The Economic and Financial Crimes Commission (EFCC) says its investigation shows that Diezani Alison-Madueke, a former minister of petroleum resources, allegedly gave politicians $115 million to compromise the 2015 elections.
Abdulrasheed Bawa, the EFCC chairperson, said this on Wednesday at an induction retreat for new resident electoral commissioners (INEC) in Lagos.
Bawa was represented by Adukwu Michael, the chief superintendent of the anti-graft agency.
Diezani was the minister of petroleum resources from 2010 to 2015 during the administration of former President Goodluck Jonathan
Shortly before Jonathan handed over to President Muhammadu Buhari in 2015, she left the country.
The former minister is alleged to have stolen $2.5 billion from the Nigerian government while she was a minister.
She has, however, denied the allegations, while the EFCC has since commenced a process to extradite her.
The federal government had gained forfeiture of Diezani’s properties located in Banana Island Foreshore Estate, Ikoyi, Lagos, including 18 flats and six penthouses.
‘OUR FOCUS IS TO DISCOURAGE USE OF MONEY TO INFLUENCE ELECTION’

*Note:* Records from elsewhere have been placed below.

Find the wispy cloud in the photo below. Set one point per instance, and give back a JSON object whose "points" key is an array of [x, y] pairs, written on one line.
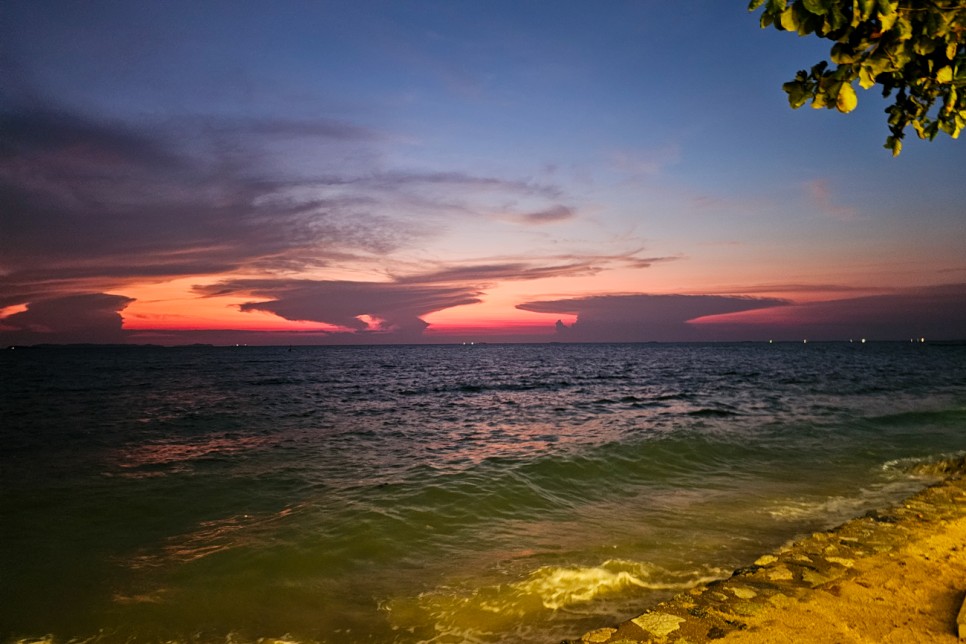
{"points": [[823, 199], [641, 317], [397, 307], [90, 204]]}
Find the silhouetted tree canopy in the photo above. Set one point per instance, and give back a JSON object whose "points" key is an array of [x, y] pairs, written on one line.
{"points": [[914, 49]]}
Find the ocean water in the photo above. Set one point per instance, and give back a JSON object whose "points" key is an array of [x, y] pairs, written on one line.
{"points": [[484, 493]]}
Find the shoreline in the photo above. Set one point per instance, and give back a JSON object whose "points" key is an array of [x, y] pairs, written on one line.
{"points": [[893, 575]]}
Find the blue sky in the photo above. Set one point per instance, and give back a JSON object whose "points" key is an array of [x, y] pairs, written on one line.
{"points": [[442, 171]]}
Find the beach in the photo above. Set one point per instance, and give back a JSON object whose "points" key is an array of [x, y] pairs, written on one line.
{"points": [[494, 493], [893, 575]]}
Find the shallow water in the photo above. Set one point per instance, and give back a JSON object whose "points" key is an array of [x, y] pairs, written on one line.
{"points": [[487, 493]]}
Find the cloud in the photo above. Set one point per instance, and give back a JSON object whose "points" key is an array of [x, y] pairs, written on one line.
{"points": [[89, 317], [398, 308], [91, 204], [641, 317], [822, 199], [937, 312], [549, 216]]}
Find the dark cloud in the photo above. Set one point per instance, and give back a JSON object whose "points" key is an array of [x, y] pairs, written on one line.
{"points": [[398, 308], [89, 317], [515, 271], [937, 312], [93, 204], [549, 216], [641, 318], [81, 198]]}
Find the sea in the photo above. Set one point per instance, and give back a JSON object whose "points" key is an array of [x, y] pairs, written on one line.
{"points": [[485, 493]]}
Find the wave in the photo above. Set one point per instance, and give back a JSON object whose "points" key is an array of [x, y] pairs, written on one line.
{"points": [[470, 614]]}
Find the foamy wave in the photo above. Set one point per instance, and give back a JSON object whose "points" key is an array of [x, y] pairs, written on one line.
{"points": [[934, 466], [463, 615]]}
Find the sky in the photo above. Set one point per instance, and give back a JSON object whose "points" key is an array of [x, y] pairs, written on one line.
{"points": [[454, 171]]}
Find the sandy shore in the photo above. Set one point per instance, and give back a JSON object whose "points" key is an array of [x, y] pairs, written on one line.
{"points": [[895, 575]]}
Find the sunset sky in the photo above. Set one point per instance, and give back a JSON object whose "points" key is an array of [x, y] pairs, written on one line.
{"points": [[449, 171]]}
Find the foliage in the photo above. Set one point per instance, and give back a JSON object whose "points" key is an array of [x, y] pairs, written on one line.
{"points": [[915, 49]]}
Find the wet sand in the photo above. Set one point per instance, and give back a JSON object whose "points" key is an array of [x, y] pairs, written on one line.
{"points": [[896, 575]]}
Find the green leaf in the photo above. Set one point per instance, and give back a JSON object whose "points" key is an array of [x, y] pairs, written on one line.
{"points": [[886, 8], [789, 20], [797, 93], [866, 77], [847, 100], [894, 144], [818, 7]]}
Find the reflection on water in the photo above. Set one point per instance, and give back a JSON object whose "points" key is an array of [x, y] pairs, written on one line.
{"points": [[149, 456], [438, 494]]}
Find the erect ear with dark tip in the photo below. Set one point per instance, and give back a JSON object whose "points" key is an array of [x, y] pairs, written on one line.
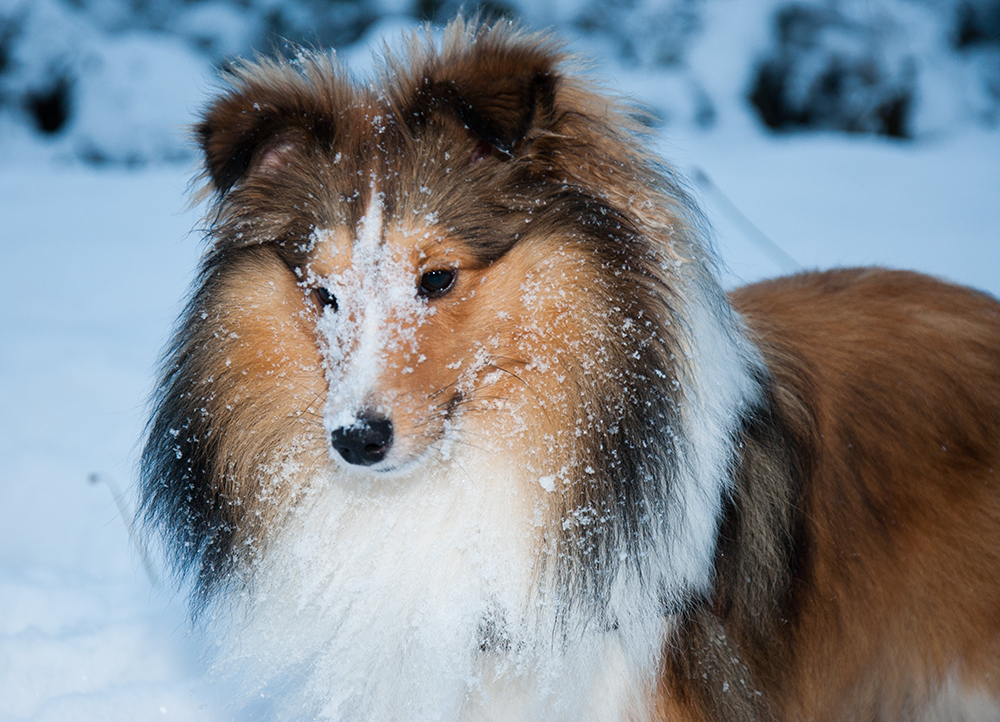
{"points": [[502, 111], [237, 132]]}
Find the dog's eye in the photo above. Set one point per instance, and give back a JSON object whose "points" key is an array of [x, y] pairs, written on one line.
{"points": [[435, 283], [325, 298]]}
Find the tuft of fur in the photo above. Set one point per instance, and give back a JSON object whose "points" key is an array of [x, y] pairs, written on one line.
{"points": [[609, 492]]}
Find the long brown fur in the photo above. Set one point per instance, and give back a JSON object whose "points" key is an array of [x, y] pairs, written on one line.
{"points": [[856, 564]]}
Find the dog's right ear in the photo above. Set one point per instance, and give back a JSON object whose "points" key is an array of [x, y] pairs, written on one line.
{"points": [[247, 129]]}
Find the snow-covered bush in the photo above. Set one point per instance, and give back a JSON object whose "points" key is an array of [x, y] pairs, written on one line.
{"points": [[116, 81], [899, 68]]}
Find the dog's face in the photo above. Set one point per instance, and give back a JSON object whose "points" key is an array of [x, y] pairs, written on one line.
{"points": [[432, 254]]}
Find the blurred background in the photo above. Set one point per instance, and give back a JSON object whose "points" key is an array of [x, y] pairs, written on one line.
{"points": [[815, 133], [106, 80]]}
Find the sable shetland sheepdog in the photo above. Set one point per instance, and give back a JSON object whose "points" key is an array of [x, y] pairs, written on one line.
{"points": [[460, 425]]}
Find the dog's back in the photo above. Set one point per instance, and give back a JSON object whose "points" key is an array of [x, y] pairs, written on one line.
{"points": [[891, 381]]}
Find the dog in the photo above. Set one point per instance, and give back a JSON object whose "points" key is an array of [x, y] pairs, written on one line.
{"points": [[459, 424]]}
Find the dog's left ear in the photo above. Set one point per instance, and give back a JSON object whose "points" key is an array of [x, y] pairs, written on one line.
{"points": [[499, 94]]}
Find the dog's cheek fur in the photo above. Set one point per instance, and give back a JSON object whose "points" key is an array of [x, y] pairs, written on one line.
{"points": [[245, 389]]}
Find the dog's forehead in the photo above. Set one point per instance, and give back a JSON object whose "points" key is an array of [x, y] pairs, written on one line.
{"points": [[378, 237]]}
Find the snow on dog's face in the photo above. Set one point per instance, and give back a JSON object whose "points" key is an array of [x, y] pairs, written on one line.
{"points": [[442, 327]]}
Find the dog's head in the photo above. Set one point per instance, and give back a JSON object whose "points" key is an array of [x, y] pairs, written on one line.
{"points": [[474, 250]]}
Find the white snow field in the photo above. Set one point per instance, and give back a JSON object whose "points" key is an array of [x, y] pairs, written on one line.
{"points": [[94, 265]]}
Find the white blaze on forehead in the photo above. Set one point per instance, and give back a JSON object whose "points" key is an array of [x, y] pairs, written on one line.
{"points": [[377, 311]]}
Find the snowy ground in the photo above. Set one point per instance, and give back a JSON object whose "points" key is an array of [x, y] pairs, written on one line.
{"points": [[96, 262]]}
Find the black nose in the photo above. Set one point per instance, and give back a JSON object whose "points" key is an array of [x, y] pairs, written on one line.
{"points": [[364, 442]]}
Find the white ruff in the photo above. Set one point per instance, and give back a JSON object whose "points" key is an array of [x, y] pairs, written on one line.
{"points": [[372, 605]]}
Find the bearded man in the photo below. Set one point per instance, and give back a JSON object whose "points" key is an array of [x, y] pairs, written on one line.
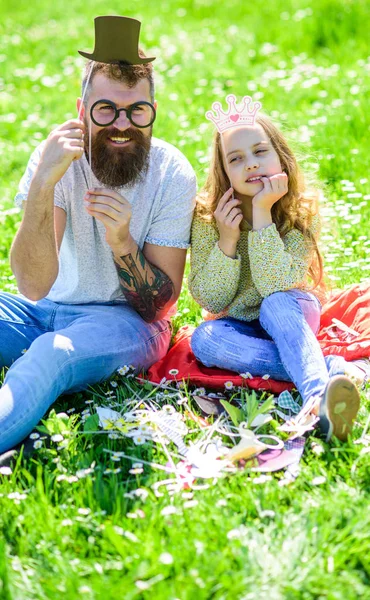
{"points": [[100, 253]]}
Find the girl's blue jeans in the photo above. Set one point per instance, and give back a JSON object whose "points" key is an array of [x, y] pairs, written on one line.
{"points": [[55, 348], [281, 343]]}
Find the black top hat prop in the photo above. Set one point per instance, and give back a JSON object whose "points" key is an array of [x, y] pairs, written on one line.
{"points": [[116, 40]]}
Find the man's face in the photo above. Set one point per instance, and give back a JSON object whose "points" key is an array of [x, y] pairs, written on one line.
{"points": [[119, 152]]}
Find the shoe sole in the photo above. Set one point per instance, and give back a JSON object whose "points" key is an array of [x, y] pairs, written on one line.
{"points": [[342, 402]]}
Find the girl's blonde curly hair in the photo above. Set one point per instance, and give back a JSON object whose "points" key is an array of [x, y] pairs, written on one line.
{"points": [[294, 210]]}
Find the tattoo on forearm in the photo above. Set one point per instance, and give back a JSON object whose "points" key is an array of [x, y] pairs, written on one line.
{"points": [[145, 287]]}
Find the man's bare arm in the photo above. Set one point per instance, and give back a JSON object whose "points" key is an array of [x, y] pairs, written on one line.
{"points": [[150, 279], [34, 253], [146, 287]]}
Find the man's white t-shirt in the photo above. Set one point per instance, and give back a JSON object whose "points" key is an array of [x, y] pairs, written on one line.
{"points": [[162, 206]]}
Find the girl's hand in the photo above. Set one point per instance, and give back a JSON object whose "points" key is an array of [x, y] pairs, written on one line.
{"points": [[228, 216], [274, 188]]}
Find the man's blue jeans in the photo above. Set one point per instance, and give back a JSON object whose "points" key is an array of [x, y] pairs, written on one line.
{"points": [[281, 343], [56, 348]]}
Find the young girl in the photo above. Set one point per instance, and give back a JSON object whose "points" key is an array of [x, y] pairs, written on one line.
{"points": [[254, 250]]}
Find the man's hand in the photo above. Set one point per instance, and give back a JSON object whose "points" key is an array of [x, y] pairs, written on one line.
{"points": [[274, 188], [228, 217], [114, 211], [63, 145]]}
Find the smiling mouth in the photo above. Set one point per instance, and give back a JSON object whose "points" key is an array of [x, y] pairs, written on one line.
{"points": [[121, 141], [254, 179]]}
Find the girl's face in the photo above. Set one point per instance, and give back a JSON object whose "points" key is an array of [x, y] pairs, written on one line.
{"points": [[249, 155]]}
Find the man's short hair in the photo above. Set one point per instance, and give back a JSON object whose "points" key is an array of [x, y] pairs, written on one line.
{"points": [[119, 71]]}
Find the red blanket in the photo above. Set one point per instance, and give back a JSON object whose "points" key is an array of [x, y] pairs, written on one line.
{"points": [[344, 330]]}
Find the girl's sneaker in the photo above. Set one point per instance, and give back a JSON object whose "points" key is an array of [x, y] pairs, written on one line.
{"points": [[338, 408]]}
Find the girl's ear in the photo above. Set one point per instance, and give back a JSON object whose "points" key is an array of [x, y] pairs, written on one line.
{"points": [[81, 107]]}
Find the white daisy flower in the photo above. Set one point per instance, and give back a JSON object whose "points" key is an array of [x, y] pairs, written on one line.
{"points": [[139, 439], [166, 558], [5, 471], [136, 471]]}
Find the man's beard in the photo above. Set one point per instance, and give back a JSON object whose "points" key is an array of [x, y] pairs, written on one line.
{"points": [[114, 166]]}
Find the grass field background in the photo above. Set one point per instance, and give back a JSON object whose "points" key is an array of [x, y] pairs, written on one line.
{"points": [[65, 536]]}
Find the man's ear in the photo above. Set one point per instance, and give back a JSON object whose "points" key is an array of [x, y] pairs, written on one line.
{"points": [[80, 106]]}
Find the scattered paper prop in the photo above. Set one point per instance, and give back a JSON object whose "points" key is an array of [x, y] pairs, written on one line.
{"points": [[251, 445], [275, 460], [210, 406]]}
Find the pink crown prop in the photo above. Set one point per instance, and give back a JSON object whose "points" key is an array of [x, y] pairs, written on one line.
{"points": [[234, 117]]}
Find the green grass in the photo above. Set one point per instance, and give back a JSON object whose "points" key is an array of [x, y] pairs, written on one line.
{"points": [[308, 62]]}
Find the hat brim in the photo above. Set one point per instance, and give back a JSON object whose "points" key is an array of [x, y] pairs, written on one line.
{"points": [[108, 59]]}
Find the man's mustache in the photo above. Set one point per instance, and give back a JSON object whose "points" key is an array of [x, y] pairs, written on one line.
{"points": [[131, 132]]}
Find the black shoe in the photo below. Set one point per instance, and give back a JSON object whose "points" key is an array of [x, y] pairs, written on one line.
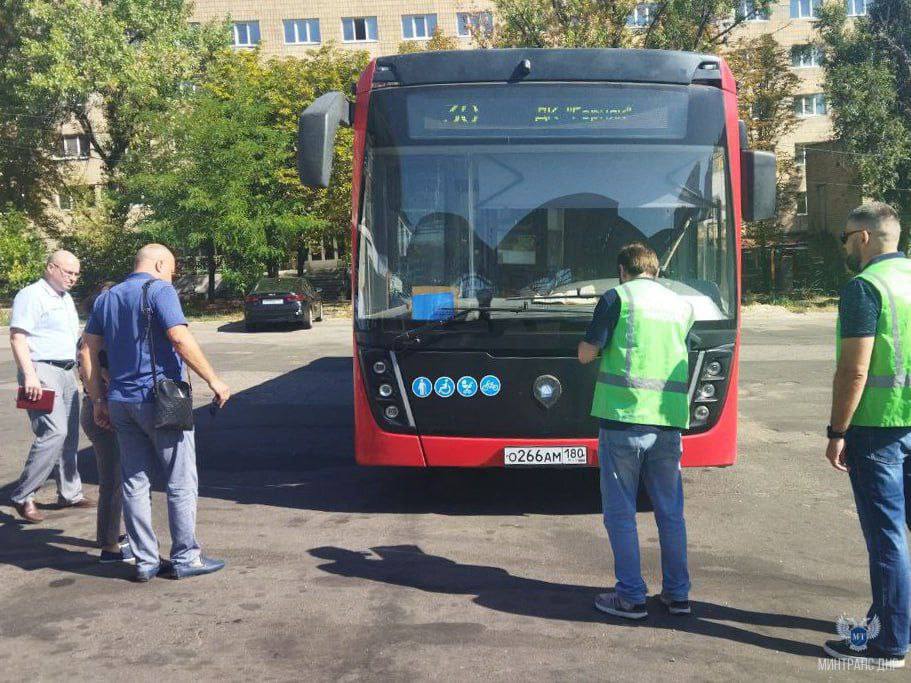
{"points": [[145, 575], [870, 657], [611, 603], [675, 607], [202, 565]]}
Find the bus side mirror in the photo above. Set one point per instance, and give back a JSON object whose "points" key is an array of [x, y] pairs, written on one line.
{"points": [[757, 184], [316, 130]]}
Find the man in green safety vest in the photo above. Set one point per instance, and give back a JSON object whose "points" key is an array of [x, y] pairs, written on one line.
{"points": [[642, 402], [870, 428]]}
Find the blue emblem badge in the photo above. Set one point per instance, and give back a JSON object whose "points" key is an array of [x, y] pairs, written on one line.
{"points": [[444, 387], [490, 385], [421, 387], [468, 386]]}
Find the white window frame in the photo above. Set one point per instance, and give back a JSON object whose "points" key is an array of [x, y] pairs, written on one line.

The EFCC chairperson’s representative said some of the monies allegedly stolen by Diezani have been recovered by the agency.
He disclosed that the anti-graft agency is focusing on how to discourage vote buying.
“The commission’s focus in election management is discouraging the use of money to influence the outcome of election,” THISDAY quoted him as saying.
“Electoral spending by politicians often leads to voter inducement and vote buying.
“Parties often induce voter with money because they lack proper and realistic policies to convince the electorate to vote them into power.
“Whenever one is induced to sell his vote, he automatically loses moral ground to challenge corrupt tendencies of those elected.
“In the 2015 discreet investigation, the commission was able to uncover a grand plan to compromise the 2015 general election through massive cash payments to politicians.
“$115 million was paid out to politicians by former minister of petroleum resources, Diezani Alison-Madukwe, to compromise the election.
“Some of the money was recovered while many of the culprits are being prosecuted with few convictions recorded. At the heart of EFCC strategy to curb voter inducement is inter-agency collaboration and information sharing.
“The EFCC is complementing the efforts of other stakeholders in educating the electorate on why it is important for their votes to not be traded.
“We are working with INEC to determine and to enforce provisions of the Electoral Act as it relates to limit of campaign spending by different categories of office seekers. This is an intelligence-driven exercise.”